Nitzan Ben Shaul

Professor of Film and Television Studies and former Acting Head of the Film and Television Department at Tel Aviv University. He received his PhD from the Cinema Studies Dept. at New York University. Nitzan has published extensively on film, television and new media in leading journals and has written several books including Film: The Key Concepts (Berg, 2007), Hyper-narrative Interactive Cinema: Problems and Solutions (Rodopi, 2008), and Cinema of Choice: Optional Thinking and Narrative Movies (Berghahn, 2012). He has received grants to carry out research projects related to the effects of computerization on film and television and was the co-creator and director of Turbulence (2009), a hyper-narrative interactive movie based on a novel model he developed. See Nitzan’s interview with UCSD senior Emilyn L. Edquilang.


Artist Interview

1. Why did you want to be a part of Filmatic Festival?

Because the Filmatic festival is a perfect fit for our interactive movie since one of its major goals specifically concerns the future of film going and film watching. While there are events focused on new media works, these are usually propelled by what can be described as mathematical rather than dramatic-narrative thinking. Our main concern is to enhance through interaction (rather than destroy) the cognitive-affective power of non-interactive movies, while encouraging in viewsers an optional thinking state of mind and a sense of choice stemming from the bifurcation of the narrative at dramatic interactive crossroads. We believe this could and should become one of the major film futures. The Filmatic festival is a unique event that could foster and help popularize this new film-form. It will also be an opportunity for us to see what is the state of the art.

2. What themes do you explore in your work?

A major formal-structural theme concerns the effects of interaction on depth of cognitive-psychological engagement with flowing audiovisual dramatic-narrative films. A major thematic concern of the interactive movie “Turbulence” is the power of love to propel a sense of free choice and indeterminism in life.

3. Who inspires you?

Akira Kurosawa’s film “Rashomon”; The cognitive-psychological theories of Arie Kruglanski, Edward Lorenz’s chaos theory, Niall Ferguson’s “Virtual History: Alternatives and Counterfactuals”.

4. What advice can you give to aspiring artists?

Exchange the traditional notion of a narrative’s strict and necessary composition and causality with that of compositional and narrative probability and indeterminism.

5. What are you listening to? …watching? …reading?

I often listen to Bob Dylan and Jazz music, I like watching complex narrative movies such as Tom Twyker’s “Run Lola Run” or Peter Howitt’s “Sliding Doors”, but also contemporary TV series that have attained a high level of artistic merit and narrative complexity as the Swedish-Danish TV series “The Bridge” (not the American version though). I am currently re-reading Jorge Luis Borges’ “The Garden of Forking Paths”.

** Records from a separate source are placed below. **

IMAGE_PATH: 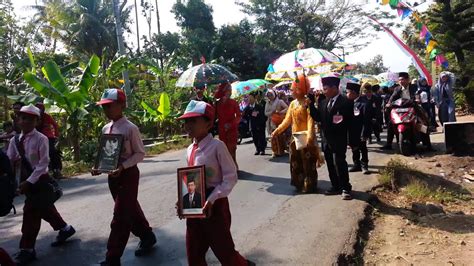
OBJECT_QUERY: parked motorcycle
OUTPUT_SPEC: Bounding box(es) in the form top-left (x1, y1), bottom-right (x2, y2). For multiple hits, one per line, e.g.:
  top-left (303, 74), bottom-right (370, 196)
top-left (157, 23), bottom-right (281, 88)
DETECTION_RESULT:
top-left (390, 98), bottom-right (419, 156)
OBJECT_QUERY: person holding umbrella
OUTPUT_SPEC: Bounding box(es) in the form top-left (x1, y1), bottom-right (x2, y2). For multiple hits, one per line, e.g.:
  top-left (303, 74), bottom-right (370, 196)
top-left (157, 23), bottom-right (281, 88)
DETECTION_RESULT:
top-left (215, 82), bottom-right (241, 169)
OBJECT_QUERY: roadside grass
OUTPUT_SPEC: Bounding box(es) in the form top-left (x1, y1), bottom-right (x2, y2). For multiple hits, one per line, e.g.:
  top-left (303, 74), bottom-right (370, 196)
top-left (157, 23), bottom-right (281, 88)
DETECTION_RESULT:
top-left (379, 158), bottom-right (471, 203)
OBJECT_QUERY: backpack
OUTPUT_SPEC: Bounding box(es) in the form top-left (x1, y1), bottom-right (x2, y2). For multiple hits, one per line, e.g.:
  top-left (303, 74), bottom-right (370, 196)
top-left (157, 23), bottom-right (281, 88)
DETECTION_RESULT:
top-left (0, 150), bottom-right (16, 217)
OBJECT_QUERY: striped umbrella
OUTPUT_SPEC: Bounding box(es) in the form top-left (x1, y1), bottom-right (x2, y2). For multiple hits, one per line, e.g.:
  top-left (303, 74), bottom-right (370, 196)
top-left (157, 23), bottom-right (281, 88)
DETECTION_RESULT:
top-left (265, 48), bottom-right (347, 81)
top-left (176, 63), bottom-right (238, 88)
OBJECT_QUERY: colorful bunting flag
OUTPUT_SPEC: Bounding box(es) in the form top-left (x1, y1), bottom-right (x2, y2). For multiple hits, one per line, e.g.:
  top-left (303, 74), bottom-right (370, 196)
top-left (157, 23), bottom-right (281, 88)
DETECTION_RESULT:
top-left (420, 25), bottom-right (428, 40)
top-left (367, 16), bottom-right (433, 85)
top-left (436, 54), bottom-right (449, 68)
top-left (430, 48), bottom-right (438, 61)
top-left (426, 40), bottom-right (438, 53)
top-left (388, 0), bottom-right (399, 8)
top-left (425, 31), bottom-right (433, 45)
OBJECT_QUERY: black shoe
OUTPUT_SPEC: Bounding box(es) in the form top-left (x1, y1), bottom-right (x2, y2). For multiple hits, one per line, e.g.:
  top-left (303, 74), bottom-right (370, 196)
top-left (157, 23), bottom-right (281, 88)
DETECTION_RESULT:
top-left (13, 249), bottom-right (36, 266)
top-left (51, 226), bottom-right (76, 247)
top-left (135, 232), bottom-right (156, 257)
top-left (99, 259), bottom-right (121, 266)
top-left (342, 190), bottom-right (352, 200)
top-left (324, 188), bottom-right (341, 196)
top-left (349, 166), bottom-right (362, 173)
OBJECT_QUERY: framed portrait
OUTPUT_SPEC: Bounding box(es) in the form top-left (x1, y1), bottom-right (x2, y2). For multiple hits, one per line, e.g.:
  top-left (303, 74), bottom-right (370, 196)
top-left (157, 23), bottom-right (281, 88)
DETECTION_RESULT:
top-left (94, 134), bottom-right (123, 173)
top-left (178, 165), bottom-right (206, 218)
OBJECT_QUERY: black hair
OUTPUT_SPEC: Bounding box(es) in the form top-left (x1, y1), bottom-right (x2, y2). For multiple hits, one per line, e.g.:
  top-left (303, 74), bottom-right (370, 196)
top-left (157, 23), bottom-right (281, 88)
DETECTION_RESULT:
top-left (2, 121), bottom-right (13, 130)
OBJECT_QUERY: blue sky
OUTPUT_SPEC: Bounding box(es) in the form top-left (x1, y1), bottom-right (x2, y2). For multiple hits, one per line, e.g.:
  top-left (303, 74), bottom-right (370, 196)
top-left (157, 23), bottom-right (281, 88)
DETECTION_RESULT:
top-left (13, 0), bottom-right (431, 72)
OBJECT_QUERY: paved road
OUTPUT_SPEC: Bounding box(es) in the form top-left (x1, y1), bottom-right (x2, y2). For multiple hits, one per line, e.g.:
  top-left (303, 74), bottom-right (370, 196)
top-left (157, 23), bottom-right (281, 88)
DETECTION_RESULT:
top-left (0, 138), bottom-right (389, 266)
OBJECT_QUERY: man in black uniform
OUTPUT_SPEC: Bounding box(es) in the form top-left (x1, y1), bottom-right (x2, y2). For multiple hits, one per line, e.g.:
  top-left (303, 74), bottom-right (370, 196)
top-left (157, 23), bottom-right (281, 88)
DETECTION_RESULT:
top-left (308, 76), bottom-right (354, 200)
top-left (346, 83), bottom-right (374, 175)
top-left (244, 93), bottom-right (267, 155)
top-left (361, 83), bottom-right (383, 144)
top-left (382, 72), bottom-right (417, 150)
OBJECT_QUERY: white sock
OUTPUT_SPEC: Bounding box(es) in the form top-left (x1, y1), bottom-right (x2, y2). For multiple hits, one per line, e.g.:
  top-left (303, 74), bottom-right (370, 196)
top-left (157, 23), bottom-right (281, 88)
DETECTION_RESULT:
top-left (61, 225), bottom-right (71, 231)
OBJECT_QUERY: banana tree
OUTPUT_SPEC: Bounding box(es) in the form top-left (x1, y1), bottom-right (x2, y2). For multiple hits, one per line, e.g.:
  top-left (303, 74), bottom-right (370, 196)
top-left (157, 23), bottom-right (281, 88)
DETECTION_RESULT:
top-left (141, 92), bottom-right (179, 142)
top-left (23, 55), bottom-right (100, 161)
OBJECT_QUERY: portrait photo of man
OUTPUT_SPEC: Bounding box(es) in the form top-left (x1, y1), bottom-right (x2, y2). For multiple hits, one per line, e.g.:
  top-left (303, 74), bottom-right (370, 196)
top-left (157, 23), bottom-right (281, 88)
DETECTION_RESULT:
top-left (183, 179), bottom-right (202, 209)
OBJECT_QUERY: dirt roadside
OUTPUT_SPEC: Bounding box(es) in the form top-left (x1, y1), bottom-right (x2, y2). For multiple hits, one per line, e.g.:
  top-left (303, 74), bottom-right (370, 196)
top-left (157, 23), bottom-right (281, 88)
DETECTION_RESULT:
top-left (362, 115), bottom-right (474, 265)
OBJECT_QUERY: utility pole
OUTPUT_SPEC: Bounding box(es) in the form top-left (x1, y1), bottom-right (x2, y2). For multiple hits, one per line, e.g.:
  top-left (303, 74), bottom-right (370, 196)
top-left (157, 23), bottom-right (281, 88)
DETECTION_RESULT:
top-left (113, 0), bottom-right (132, 101)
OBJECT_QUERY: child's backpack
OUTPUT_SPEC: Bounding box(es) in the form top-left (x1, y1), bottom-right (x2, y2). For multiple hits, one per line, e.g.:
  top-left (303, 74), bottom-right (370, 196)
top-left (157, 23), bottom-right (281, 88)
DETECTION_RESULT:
top-left (0, 150), bottom-right (16, 217)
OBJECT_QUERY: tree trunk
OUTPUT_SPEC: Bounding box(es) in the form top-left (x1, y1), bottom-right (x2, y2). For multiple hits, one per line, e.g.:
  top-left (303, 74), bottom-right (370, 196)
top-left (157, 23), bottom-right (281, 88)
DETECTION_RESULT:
top-left (134, 0), bottom-right (140, 55)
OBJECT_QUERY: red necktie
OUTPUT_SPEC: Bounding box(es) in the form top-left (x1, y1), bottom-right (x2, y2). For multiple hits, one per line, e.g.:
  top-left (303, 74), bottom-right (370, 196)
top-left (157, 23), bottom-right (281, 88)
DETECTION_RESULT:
top-left (188, 143), bottom-right (198, 166)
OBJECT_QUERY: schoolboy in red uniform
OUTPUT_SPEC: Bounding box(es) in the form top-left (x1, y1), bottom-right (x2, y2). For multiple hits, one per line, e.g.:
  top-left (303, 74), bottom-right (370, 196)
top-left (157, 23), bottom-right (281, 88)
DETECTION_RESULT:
top-left (92, 89), bottom-right (156, 266)
top-left (179, 101), bottom-right (254, 266)
top-left (7, 105), bottom-right (76, 265)
top-left (215, 83), bottom-right (242, 168)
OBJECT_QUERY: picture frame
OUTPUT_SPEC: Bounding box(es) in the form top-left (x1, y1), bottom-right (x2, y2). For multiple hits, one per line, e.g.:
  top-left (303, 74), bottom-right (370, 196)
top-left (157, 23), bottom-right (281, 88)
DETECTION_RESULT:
top-left (177, 165), bottom-right (206, 218)
top-left (94, 134), bottom-right (123, 173)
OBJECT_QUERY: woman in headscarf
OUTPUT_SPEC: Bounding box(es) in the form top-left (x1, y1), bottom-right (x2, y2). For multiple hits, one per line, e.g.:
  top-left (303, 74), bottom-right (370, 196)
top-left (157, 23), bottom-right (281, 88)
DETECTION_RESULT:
top-left (272, 76), bottom-right (324, 193)
top-left (434, 72), bottom-right (456, 124)
top-left (265, 90), bottom-right (288, 157)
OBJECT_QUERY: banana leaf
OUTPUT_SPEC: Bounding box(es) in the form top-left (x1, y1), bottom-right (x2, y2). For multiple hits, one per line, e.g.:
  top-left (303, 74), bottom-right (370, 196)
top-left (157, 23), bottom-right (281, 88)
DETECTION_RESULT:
top-left (42, 60), bottom-right (69, 93)
top-left (73, 55), bottom-right (100, 95)
top-left (23, 72), bottom-right (66, 104)
top-left (158, 92), bottom-right (171, 120)
top-left (26, 47), bottom-right (36, 73)
top-left (61, 62), bottom-right (79, 76)
top-left (141, 101), bottom-right (160, 118)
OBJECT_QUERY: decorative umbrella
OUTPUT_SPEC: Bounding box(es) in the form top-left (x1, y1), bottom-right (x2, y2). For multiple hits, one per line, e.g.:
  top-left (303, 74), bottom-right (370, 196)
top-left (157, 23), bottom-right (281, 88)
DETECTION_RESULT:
top-left (231, 79), bottom-right (271, 98)
top-left (354, 74), bottom-right (380, 85)
top-left (176, 63), bottom-right (238, 88)
top-left (377, 72), bottom-right (398, 83)
top-left (265, 48), bottom-right (347, 81)
top-left (308, 74), bottom-right (359, 92)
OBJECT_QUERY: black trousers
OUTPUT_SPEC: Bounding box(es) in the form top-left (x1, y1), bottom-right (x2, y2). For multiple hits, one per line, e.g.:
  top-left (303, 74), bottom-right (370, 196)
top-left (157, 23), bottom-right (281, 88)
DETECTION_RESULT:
top-left (323, 144), bottom-right (352, 192)
top-left (48, 139), bottom-right (63, 171)
top-left (351, 140), bottom-right (369, 168)
top-left (252, 127), bottom-right (267, 152)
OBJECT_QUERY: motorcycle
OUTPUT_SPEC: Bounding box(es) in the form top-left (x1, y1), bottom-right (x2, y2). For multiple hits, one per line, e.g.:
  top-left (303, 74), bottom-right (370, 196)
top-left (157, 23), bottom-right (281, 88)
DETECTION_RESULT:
top-left (390, 98), bottom-right (419, 156)
top-left (237, 117), bottom-right (252, 144)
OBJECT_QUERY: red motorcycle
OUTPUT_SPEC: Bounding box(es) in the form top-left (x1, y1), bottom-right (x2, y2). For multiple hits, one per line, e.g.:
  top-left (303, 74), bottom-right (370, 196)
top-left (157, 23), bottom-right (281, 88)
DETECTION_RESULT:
top-left (390, 98), bottom-right (418, 156)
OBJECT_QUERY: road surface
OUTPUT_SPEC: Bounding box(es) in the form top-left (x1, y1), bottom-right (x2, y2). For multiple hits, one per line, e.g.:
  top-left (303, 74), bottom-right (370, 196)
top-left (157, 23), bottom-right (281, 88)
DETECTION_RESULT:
top-left (0, 137), bottom-right (389, 266)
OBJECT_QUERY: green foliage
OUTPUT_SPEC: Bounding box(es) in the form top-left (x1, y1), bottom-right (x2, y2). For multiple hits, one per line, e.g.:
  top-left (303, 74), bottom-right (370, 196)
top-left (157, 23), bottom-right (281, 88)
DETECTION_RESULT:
top-left (23, 52), bottom-right (100, 161)
top-left (172, 0), bottom-right (216, 64)
top-left (379, 158), bottom-right (412, 189)
top-left (403, 180), bottom-right (470, 203)
top-left (404, 0), bottom-right (474, 109)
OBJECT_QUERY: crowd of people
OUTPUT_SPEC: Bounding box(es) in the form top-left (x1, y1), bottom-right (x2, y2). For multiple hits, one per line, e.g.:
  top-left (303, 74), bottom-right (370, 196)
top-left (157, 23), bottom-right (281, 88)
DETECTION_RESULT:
top-left (0, 69), bottom-right (455, 265)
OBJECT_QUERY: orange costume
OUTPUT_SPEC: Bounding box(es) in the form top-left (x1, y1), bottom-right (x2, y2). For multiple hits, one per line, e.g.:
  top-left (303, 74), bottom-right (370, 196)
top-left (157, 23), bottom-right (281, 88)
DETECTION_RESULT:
top-left (272, 76), bottom-right (324, 193)
top-left (215, 83), bottom-right (241, 168)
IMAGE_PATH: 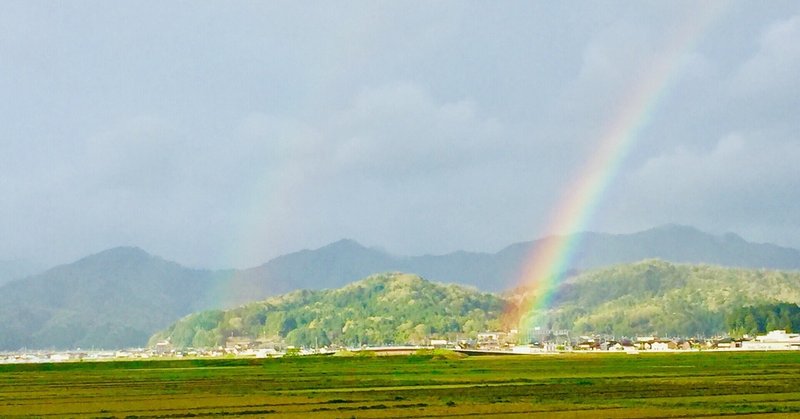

6. If you could have one drink with one person, who would it be and what would you two be drinking?

A Bloody Mary with Che Guevara.

7. “Where is the future of digital media heading?”

Digital media has many possible futures. I would like it to forward “glocalized” artistic sensibilities, a personal and communal sense of choice and the notion that we can change and shape our future as individuals and as collectives.